Now that the dust has settled, so to speak, and because visitors here have been surprised at the carnage caused by one owl, I thought I should write a bit further on what may come to be remembered as the Owl Massacre of '10.

This kind of situation is rather rare for a few reasons, one of the biggest reasons being the sheer amount of deaths. Owls don't usually get much opportunity for mass kills in one location at the same time unlike, say, a weasel which might often get to corner several mice. So let's look at the thing from a few steps back, both at what has been observed and from there to what likely happened.

Our farm is out in the open, the nearest tree stands being at least a half mile off, so owls have not usually been a problem. We see them fairly often but when they are around they tend to avoid the building cluster and hunt in the fields or down on the lake. Lately, however, a small flock of pigeons (cursed rats of the sky) has taken up residence in our barnyard, often hanging out in an old barn (that is no longer used other than storing some hay) or in our "chop" bin ( an old central building used for ground or rolled feed storage). A couple months back I found one dead pigeon in the chop bin, laid out in as a fine finished feast just inside the door. At the time I marked it up to a stray cat, but I have since changed my mind.

Yesterday I noticed that I could only see one pigeon nearby. So, I am thinking that all the coyote activity nearby is starting to knock down the local mouse population and this owl has been drawn closer to the buildings, to get at these fat, dumb pigeons. Then, having decimated their population, it took notice of the loud clucking sounds and the yummy chicken smells emanating from that small window glowing bright in the darkness of winter evening.

I had been told that the owl had pulled the screen off of the window in order to get into the building, which I found somewhat amazing even though it was a tad lightly secured. But when I got there yesterday I saw that the screen was torn from its frame up in one corner...the owl had torn its way through and just knocked the frame loose as it scrambled in.

Now when I was first told that 61 hens had been killed my first thought was back to years ago when a mink got into our coop one winter, and proceeded to slaughter most of them. I knew that owls tend to be a snatch and fly off sort of predator, poorly designed for multiple kills, but I still envisioned some kind of slaughter. Then dad mention the owl's wingspan and I got to wondering how many necks might have got snapped just in a couple of blows. Sure enough, when I got to the farm, I didn't see one bird that looked to have been killed with beak or talon...although I must admit that it was a big pile and I didn't see all of the birds.
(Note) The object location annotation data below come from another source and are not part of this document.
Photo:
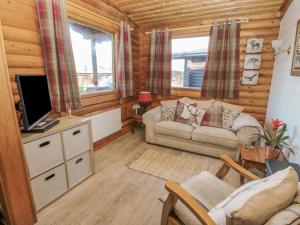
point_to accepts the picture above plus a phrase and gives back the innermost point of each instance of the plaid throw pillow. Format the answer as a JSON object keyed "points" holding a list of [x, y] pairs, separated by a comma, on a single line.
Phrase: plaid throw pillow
{"points": [[167, 113], [213, 117], [183, 114]]}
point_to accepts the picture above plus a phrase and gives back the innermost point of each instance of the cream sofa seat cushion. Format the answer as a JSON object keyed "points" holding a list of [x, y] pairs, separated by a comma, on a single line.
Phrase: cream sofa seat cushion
{"points": [[208, 190], [174, 129], [257, 201], [215, 136]]}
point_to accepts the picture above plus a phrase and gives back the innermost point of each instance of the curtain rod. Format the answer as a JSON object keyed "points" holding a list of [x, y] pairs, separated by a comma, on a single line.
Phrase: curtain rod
{"points": [[207, 25]]}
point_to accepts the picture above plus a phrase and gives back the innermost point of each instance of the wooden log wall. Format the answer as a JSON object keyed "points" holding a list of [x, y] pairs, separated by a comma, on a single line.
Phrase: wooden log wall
{"points": [[25, 52], [253, 98]]}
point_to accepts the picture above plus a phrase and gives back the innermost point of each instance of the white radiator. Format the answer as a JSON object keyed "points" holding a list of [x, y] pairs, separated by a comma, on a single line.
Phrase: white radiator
{"points": [[106, 123]]}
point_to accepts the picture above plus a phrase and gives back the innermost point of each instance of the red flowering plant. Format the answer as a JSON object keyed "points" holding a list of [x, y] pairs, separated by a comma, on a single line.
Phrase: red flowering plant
{"points": [[276, 138]]}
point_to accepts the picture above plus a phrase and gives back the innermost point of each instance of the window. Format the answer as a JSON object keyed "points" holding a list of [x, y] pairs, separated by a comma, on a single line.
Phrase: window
{"points": [[93, 51], [188, 61]]}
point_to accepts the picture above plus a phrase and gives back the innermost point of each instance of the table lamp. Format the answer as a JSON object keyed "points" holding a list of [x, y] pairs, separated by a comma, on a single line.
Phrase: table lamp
{"points": [[145, 99]]}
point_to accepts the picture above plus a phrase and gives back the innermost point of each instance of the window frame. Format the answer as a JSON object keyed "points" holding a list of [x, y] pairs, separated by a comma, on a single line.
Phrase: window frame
{"points": [[113, 35], [186, 88]]}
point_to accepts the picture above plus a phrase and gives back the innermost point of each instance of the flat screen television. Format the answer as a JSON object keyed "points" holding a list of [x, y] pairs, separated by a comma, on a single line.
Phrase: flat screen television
{"points": [[35, 99]]}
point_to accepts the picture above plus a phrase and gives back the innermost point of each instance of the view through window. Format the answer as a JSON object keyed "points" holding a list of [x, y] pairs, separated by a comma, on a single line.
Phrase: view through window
{"points": [[188, 61], [93, 51]]}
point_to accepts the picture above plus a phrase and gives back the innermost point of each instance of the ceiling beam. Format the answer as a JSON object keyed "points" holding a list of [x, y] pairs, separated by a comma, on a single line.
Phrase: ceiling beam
{"points": [[285, 6]]}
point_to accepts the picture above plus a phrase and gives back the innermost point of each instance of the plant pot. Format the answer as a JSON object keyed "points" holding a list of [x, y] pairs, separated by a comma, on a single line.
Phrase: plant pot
{"points": [[273, 154]]}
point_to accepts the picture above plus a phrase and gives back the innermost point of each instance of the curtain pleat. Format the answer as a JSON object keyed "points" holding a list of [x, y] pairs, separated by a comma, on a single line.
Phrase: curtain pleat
{"points": [[159, 79], [124, 69], [222, 72], [58, 53]]}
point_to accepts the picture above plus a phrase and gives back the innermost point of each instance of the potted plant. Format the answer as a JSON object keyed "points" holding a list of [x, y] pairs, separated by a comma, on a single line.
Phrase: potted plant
{"points": [[276, 139]]}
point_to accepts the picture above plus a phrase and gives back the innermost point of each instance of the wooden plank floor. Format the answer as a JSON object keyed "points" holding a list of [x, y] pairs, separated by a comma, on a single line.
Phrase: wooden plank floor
{"points": [[115, 195]]}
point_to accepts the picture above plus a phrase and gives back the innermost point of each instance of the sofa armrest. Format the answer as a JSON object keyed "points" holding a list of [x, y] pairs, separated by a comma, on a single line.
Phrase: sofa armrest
{"points": [[150, 118], [248, 135]]}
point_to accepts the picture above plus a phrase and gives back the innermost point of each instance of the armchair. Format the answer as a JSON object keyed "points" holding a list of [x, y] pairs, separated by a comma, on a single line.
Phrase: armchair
{"points": [[199, 210]]}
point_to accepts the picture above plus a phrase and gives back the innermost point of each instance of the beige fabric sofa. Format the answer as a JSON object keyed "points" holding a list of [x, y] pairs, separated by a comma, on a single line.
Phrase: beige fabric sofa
{"points": [[203, 140]]}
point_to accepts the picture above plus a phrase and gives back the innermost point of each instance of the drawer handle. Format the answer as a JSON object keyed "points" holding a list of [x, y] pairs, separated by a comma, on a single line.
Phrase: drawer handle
{"points": [[76, 132], [78, 160], [44, 144], [50, 177]]}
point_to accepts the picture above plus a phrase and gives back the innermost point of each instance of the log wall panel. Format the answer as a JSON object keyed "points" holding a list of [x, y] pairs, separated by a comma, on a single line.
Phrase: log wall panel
{"points": [[253, 98]]}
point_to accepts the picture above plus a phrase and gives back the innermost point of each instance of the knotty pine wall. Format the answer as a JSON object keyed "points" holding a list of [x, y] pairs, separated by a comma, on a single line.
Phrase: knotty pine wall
{"points": [[253, 98], [25, 53]]}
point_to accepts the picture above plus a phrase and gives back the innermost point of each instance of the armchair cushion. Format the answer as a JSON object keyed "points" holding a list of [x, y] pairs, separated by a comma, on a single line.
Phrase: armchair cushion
{"points": [[254, 203], [208, 190]]}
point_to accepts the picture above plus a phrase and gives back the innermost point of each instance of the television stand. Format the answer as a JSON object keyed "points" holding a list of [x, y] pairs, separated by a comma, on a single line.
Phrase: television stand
{"points": [[42, 126]]}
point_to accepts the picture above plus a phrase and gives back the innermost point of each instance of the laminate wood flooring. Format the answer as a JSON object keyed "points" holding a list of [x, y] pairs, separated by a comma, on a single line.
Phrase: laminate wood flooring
{"points": [[115, 195]]}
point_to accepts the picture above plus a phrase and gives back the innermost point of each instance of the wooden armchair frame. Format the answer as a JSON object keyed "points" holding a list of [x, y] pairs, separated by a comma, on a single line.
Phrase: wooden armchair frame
{"points": [[177, 193]]}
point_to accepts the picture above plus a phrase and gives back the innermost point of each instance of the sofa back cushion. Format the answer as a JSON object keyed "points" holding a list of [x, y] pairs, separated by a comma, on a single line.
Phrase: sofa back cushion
{"points": [[167, 113], [229, 106], [290, 215], [213, 117], [257, 201], [183, 113]]}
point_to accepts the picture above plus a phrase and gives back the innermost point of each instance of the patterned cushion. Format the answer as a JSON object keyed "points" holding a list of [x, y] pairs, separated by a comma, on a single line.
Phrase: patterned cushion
{"points": [[213, 117], [229, 106], [257, 201], [290, 216], [167, 113], [228, 117], [183, 113]]}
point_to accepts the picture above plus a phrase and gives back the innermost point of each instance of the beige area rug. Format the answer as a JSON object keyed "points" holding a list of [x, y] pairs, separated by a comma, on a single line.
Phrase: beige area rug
{"points": [[178, 166]]}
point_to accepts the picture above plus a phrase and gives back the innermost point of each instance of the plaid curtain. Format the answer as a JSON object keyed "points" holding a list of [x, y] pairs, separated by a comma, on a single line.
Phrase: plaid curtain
{"points": [[124, 68], [159, 80], [58, 52], [222, 71]]}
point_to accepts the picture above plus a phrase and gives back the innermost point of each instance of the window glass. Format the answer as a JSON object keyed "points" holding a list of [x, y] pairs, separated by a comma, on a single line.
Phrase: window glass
{"points": [[188, 61], [93, 51]]}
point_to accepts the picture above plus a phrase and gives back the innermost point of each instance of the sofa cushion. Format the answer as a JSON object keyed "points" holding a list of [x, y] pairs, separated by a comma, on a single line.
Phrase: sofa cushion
{"points": [[290, 215], [255, 202], [174, 129], [213, 117], [229, 106], [208, 190], [215, 136], [183, 113]]}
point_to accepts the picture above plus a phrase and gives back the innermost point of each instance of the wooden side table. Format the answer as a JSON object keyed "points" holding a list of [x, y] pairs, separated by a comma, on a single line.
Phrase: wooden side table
{"points": [[252, 158], [136, 120]]}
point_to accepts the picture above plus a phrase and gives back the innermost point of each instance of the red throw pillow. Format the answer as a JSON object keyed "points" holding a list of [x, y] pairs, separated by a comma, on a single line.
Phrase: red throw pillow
{"points": [[213, 117]]}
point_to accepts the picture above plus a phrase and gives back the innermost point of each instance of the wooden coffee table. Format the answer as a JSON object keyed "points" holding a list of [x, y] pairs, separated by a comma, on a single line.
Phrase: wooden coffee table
{"points": [[252, 158]]}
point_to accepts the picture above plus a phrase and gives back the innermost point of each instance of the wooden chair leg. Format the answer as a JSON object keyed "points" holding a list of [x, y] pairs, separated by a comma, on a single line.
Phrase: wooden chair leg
{"points": [[168, 208]]}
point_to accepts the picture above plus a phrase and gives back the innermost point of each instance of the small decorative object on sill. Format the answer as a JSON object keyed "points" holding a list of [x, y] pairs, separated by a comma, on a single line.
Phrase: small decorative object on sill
{"points": [[145, 99], [136, 107], [276, 139]]}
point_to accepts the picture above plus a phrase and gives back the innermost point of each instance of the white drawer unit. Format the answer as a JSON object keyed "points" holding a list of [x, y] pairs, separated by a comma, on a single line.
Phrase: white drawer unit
{"points": [[78, 168], [76, 140], [49, 186], [43, 154], [58, 159]]}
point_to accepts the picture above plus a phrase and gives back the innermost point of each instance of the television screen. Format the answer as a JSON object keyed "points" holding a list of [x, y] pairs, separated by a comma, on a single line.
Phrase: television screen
{"points": [[35, 98]]}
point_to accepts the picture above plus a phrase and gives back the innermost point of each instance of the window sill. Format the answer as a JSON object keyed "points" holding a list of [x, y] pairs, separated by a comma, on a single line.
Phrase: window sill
{"points": [[95, 94], [185, 89]]}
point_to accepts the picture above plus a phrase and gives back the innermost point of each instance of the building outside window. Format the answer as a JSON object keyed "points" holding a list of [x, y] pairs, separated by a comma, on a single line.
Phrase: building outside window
{"points": [[93, 51], [188, 61]]}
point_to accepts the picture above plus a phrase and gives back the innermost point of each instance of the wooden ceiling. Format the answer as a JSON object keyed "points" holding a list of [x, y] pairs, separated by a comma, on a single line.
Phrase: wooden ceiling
{"points": [[151, 13]]}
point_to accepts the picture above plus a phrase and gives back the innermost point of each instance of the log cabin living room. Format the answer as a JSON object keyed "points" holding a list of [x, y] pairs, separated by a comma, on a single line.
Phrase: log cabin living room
{"points": [[180, 112]]}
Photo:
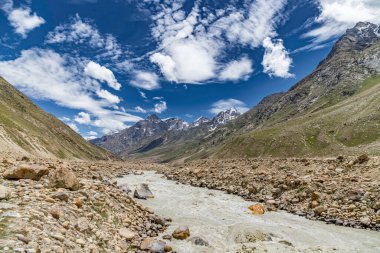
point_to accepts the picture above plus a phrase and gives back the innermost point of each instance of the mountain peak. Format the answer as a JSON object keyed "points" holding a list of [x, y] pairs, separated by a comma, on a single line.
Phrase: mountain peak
{"points": [[153, 118]]}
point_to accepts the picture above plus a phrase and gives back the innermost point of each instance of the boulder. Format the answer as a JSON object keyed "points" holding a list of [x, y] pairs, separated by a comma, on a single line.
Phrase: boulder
{"points": [[181, 233], [143, 192], [26, 171], [4, 192], [64, 178], [198, 241], [127, 234], [257, 209]]}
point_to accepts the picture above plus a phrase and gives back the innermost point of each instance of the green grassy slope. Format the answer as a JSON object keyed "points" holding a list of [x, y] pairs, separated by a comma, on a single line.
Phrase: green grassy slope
{"points": [[24, 126], [350, 126]]}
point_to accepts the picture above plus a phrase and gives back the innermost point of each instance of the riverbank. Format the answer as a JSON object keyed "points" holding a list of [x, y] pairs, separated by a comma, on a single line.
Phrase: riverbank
{"points": [[344, 190], [70, 207], [220, 222]]}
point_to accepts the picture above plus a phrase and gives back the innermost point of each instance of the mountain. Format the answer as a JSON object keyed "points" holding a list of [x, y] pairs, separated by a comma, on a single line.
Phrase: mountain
{"points": [[154, 132], [25, 128], [333, 110]]}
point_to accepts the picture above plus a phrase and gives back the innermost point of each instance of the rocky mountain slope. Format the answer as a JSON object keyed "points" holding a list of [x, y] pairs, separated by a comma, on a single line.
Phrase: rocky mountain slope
{"points": [[153, 133], [25, 128], [333, 110]]}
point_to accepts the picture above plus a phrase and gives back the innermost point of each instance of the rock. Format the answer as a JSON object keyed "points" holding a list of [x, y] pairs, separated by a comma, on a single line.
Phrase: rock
{"points": [[63, 196], [157, 247], [56, 213], [168, 248], [82, 224], [127, 234], [257, 209], [64, 178], [365, 221], [78, 202], [181, 233], [362, 159], [4, 192], [143, 192], [125, 188], [26, 171], [198, 241]]}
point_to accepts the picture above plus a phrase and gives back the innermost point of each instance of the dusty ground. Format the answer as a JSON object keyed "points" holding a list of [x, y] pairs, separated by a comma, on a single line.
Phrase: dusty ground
{"points": [[343, 190], [36, 217]]}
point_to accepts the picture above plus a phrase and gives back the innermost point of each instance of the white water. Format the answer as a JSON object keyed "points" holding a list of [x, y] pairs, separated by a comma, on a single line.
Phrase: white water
{"points": [[224, 220]]}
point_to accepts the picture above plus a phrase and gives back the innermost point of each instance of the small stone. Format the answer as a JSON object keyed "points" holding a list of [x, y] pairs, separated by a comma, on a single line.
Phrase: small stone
{"points": [[181, 233], [4, 192], [56, 213], [127, 234], [78, 202], [257, 209]]}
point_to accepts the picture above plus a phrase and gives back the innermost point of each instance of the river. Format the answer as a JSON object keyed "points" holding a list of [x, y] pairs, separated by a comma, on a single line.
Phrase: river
{"points": [[225, 222]]}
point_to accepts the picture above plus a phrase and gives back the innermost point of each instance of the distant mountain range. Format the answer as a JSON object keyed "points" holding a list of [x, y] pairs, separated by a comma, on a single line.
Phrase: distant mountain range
{"points": [[334, 110], [26, 129], [154, 132]]}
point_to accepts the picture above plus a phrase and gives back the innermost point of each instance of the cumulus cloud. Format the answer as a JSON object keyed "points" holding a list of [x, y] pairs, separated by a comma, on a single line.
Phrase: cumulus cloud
{"points": [[79, 31], [83, 118], [160, 107], [145, 80], [21, 19], [236, 70], [192, 47], [276, 61], [102, 73], [336, 16], [225, 104], [45, 74]]}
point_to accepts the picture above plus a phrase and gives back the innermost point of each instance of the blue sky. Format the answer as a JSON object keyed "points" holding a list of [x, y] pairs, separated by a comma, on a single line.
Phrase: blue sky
{"points": [[101, 65]]}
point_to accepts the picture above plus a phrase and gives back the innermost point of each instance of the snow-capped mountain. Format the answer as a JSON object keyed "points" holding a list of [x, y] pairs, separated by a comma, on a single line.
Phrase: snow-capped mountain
{"points": [[154, 129]]}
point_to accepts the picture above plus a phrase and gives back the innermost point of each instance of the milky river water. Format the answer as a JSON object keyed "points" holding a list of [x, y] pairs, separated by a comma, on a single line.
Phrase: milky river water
{"points": [[225, 222]]}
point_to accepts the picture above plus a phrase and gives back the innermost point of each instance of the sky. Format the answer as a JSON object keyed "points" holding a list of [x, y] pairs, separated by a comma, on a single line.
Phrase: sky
{"points": [[102, 65]]}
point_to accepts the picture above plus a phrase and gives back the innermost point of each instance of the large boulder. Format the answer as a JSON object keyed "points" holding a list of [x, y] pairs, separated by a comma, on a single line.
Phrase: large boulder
{"points": [[257, 209], [4, 192], [181, 233], [143, 192], [64, 178], [26, 171]]}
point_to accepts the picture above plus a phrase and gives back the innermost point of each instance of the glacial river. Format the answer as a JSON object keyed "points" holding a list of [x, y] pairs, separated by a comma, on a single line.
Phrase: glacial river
{"points": [[225, 222]]}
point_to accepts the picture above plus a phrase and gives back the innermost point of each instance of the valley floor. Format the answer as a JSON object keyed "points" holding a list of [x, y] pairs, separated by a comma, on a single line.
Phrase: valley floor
{"points": [[54, 213]]}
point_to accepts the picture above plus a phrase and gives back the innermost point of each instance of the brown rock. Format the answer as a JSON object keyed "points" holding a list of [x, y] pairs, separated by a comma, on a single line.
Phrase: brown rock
{"points": [[181, 233], [257, 209], [64, 178], [26, 171]]}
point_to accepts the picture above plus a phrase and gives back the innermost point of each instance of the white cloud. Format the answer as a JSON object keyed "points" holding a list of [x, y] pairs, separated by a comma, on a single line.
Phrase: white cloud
{"points": [[113, 99], [73, 126], [83, 118], [236, 70], [276, 61], [336, 16], [160, 107], [225, 104], [192, 48], [140, 109], [80, 31], [91, 135], [102, 73], [22, 19], [44, 74], [145, 80]]}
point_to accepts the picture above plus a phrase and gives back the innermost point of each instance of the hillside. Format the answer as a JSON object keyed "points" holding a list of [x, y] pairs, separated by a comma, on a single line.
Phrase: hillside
{"points": [[314, 117], [25, 128]]}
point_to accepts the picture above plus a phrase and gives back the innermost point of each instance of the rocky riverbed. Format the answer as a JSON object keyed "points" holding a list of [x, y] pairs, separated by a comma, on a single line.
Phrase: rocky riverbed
{"points": [[343, 190], [55, 206]]}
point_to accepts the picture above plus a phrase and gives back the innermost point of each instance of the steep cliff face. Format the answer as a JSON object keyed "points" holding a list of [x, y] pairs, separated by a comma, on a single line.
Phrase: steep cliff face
{"points": [[25, 128]]}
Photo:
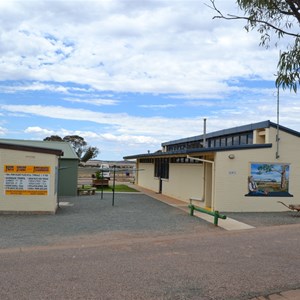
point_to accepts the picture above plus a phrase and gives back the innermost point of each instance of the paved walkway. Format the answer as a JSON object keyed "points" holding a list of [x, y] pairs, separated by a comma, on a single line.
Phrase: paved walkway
{"points": [[228, 224]]}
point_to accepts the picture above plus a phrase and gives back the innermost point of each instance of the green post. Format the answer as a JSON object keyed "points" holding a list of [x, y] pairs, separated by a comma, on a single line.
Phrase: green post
{"points": [[192, 210], [216, 218]]}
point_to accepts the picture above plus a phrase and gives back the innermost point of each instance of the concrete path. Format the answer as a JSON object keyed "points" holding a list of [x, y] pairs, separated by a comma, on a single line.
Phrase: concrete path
{"points": [[228, 224]]}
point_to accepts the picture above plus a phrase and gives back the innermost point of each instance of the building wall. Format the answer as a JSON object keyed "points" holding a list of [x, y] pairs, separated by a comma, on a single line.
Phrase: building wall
{"points": [[231, 176], [68, 177], [146, 177], [185, 181], [28, 203]]}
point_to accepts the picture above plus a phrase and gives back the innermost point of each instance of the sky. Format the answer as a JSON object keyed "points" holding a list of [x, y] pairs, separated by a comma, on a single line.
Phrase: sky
{"points": [[128, 75]]}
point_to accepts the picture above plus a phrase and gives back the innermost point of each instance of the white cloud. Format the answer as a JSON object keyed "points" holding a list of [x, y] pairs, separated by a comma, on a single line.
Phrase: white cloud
{"points": [[3, 131], [96, 102], [159, 106], [174, 47]]}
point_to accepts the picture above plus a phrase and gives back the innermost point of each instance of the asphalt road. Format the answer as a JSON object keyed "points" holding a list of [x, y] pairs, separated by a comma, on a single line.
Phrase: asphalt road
{"points": [[141, 249]]}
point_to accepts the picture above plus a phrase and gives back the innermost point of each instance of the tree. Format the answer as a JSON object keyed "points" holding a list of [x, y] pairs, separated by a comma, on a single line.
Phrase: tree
{"points": [[83, 151], [269, 17], [90, 153]]}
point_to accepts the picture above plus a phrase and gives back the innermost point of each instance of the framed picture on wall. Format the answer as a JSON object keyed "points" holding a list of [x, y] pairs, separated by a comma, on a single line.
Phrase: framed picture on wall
{"points": [[269, 179]]}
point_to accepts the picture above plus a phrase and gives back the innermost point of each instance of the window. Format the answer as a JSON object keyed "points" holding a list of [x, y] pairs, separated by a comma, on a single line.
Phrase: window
{"points": [[185, 160], [146, 161], [161, 168]]}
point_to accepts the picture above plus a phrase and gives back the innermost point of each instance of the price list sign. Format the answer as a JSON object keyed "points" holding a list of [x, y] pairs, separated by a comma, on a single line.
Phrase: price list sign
{"points": [[26, 180]]}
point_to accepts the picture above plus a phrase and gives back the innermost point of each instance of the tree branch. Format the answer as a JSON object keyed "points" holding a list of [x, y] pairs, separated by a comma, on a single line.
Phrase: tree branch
{"points": [[234, 17]]}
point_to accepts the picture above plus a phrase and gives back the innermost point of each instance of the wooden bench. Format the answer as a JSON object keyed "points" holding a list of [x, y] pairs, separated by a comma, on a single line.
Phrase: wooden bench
{"points": [[82, 191]]}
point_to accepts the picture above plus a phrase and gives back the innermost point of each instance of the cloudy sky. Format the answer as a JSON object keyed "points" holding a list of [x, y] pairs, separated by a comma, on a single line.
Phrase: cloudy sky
{"points": [[128, 75]]}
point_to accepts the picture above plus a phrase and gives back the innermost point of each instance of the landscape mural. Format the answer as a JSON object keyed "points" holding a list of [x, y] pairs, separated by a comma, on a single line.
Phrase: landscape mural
{"points": [[271, 179]]}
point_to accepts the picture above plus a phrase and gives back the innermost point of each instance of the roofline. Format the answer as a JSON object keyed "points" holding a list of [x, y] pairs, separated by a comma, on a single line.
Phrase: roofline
{"points": [[198, 150], [234, 130], [56, 152]]}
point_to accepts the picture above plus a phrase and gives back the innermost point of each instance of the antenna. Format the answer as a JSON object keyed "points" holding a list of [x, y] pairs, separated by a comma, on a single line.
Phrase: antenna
{"points": [[204, 133], [277, 135]]}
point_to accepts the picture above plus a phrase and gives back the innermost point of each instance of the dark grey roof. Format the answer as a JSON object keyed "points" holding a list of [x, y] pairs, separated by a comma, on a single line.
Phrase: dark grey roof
{"points": [[199, 150], [65, 147], [234, 130]]}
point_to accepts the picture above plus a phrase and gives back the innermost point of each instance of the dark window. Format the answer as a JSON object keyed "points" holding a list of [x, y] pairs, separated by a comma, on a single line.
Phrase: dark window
{"points": [[250, 138], [229, 141], [146, 161], [243, 140], [236, 140], [223, 142]]}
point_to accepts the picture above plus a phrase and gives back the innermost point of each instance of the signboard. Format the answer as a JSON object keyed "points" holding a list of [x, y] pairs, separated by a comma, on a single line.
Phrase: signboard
{"points": [[26, 180]]}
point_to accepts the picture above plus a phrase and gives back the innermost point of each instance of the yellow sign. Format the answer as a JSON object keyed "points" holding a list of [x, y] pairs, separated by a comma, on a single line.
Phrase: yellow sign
{"points": [[26, 180], [27, 169]]}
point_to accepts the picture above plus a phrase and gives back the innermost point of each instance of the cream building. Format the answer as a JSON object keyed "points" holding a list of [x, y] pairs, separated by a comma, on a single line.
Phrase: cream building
{"points": [[28, 179], [215, 168]]}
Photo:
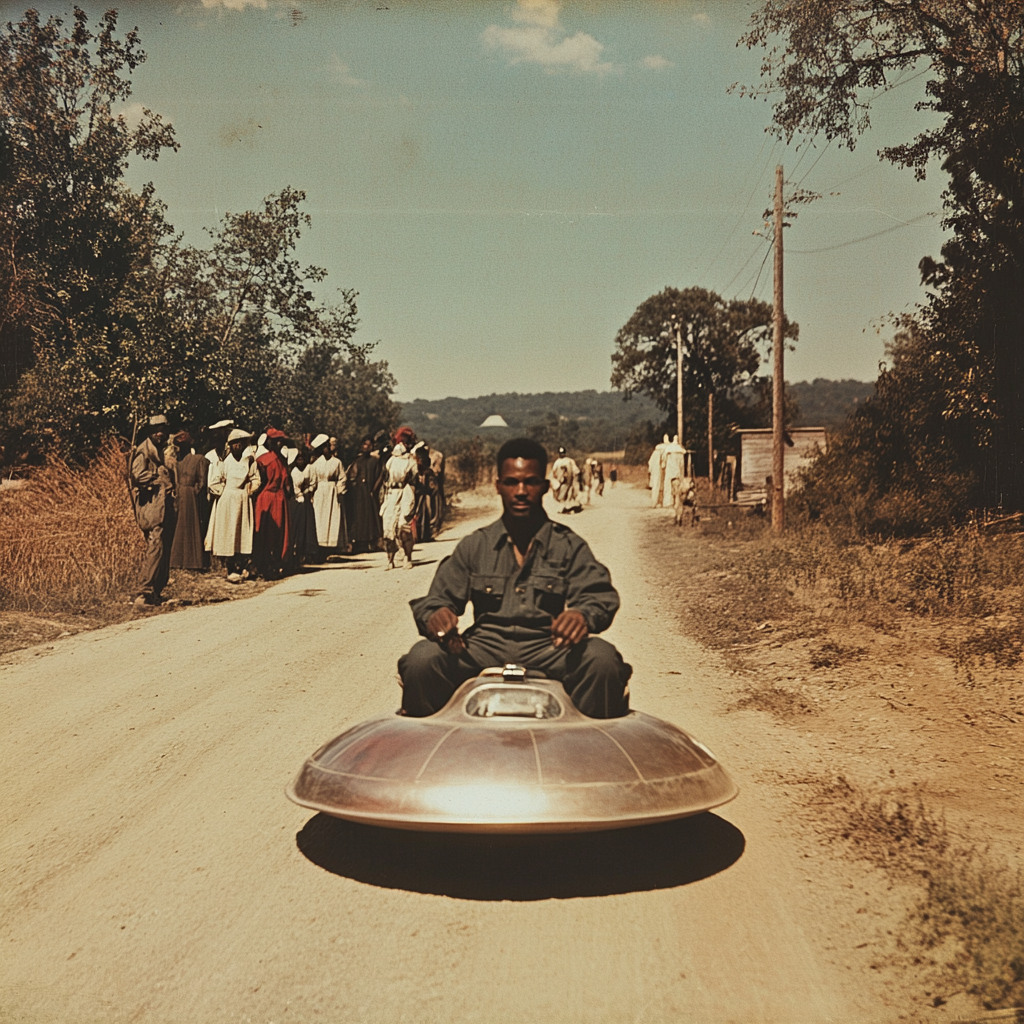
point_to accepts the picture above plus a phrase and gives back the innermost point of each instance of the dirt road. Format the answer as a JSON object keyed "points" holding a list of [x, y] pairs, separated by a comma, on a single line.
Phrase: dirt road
{"points": [[154, 871]]}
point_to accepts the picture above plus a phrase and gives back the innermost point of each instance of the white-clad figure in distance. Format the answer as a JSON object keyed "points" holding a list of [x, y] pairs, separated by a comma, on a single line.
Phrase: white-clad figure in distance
{"points": [[329, 508], [565, 475], [655, 469], [398, 499], [233, 483]]}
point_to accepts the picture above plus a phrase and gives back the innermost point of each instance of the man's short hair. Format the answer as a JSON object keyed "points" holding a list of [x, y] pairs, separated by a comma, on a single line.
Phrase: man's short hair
{"points": [[522, 448]]}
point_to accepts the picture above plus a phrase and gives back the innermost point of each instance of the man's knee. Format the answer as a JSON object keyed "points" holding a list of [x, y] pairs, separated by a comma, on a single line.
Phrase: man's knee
{"points": [[429, 677], [598, 684], [602, 658], [424, 658]]}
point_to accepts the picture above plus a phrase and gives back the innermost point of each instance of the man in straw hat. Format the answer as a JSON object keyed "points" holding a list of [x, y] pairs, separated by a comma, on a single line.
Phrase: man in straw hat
{"points": [[153, 499], [237, 479]]}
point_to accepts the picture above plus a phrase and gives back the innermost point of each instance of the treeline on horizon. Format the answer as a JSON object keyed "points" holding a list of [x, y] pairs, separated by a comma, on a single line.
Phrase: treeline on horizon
{"points": [[606, 421]]}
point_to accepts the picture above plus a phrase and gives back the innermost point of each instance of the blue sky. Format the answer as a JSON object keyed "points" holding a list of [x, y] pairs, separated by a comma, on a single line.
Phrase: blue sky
{"points": [[503, 183]]}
What likely killed most of them was actually being smothered. The sound of the owl tearing through the screen and then suddenly scrambling through will have sent the flock into a panic, which results in crowding into corners. As a matter of fact, when dad got there the first time, the owl was actually just sitting up on one of the roosts. He hit it with something, I can't remember what he said, and went to get a shovel to finish it off. When he came back in, it was back up on the roost. So apparently it was not in any kind of killing just didn't know how to get out or it would have grabbed a bird and been gone.

This was a real shame but it was not as devastating as it could have been or even as it first seemed. I wonder if we shouldn't have processed another 25-30 birds for meat, as the building was filled about to the maximum, if not slightly over. It is now no longer an issue at all, and, thankfully, most of the girls have already started laying again. At this point, Mom feels she should be able to continue to service her existing client base although any real cold spells might knock their production down...since their numbers are down and the room will be slightly colder. So I guess later this year we can learn how to add pullets to a mature flock without them all getting killed. I'll have to get on adding the straw bale addition to the north end, so there is more room inside next winter.

That's about all I guess.


Theresa said...

I'm sorry to hear about this Jerry. I hope some how you and the chickens and the owl can come to some kind of agreement. That sounds strange I suppose, but I just hope that some balance can be struck that works. I'm glad things aren't as bad as they seemed at first.

Jerry said...

Oh there will be no agreement I'm afraid. That might be the worst part. It would have been back again and again and we'd have had to keep a constant eye on them even in the daytime, or have kept them inside all the time.

Thanks for the concern though, Theresa. You know I wish there could have been a more balanced outcome as well.

Theresa said...

Oh right, I did read that the owl was dead but somehow forgot that part when I was writing my comment. Well, this owl's actions might change things so that another owl is spared later, I suppose. And the chickens too. I would be a terrible animal farmer. I would always be upset about something.

Jerry said...

It can eat at you if you let it, that's for sure. Luckily I've had my Dad's example of how worrying about it too much can be harmful. Yet again, its all about balance.

Avian Aqua Miser said...

That makes more sense! I was wondering if it was possible that the owl came in to steal a chicken then got stuck and confused and killed most of those birds accidentally.

On the other hand, I'm starting to learn that there are times that you just have to kill wild animals on a farm. The deer were wreaking havoc on our garden last year, so we finally gave in and started hunting. Now we have good food in the freezer, and a deer-free garden!

linda said...

Okay, this makes more sense. I'm still very sorry for all the loss (even the owls) but I understand that it had to be done.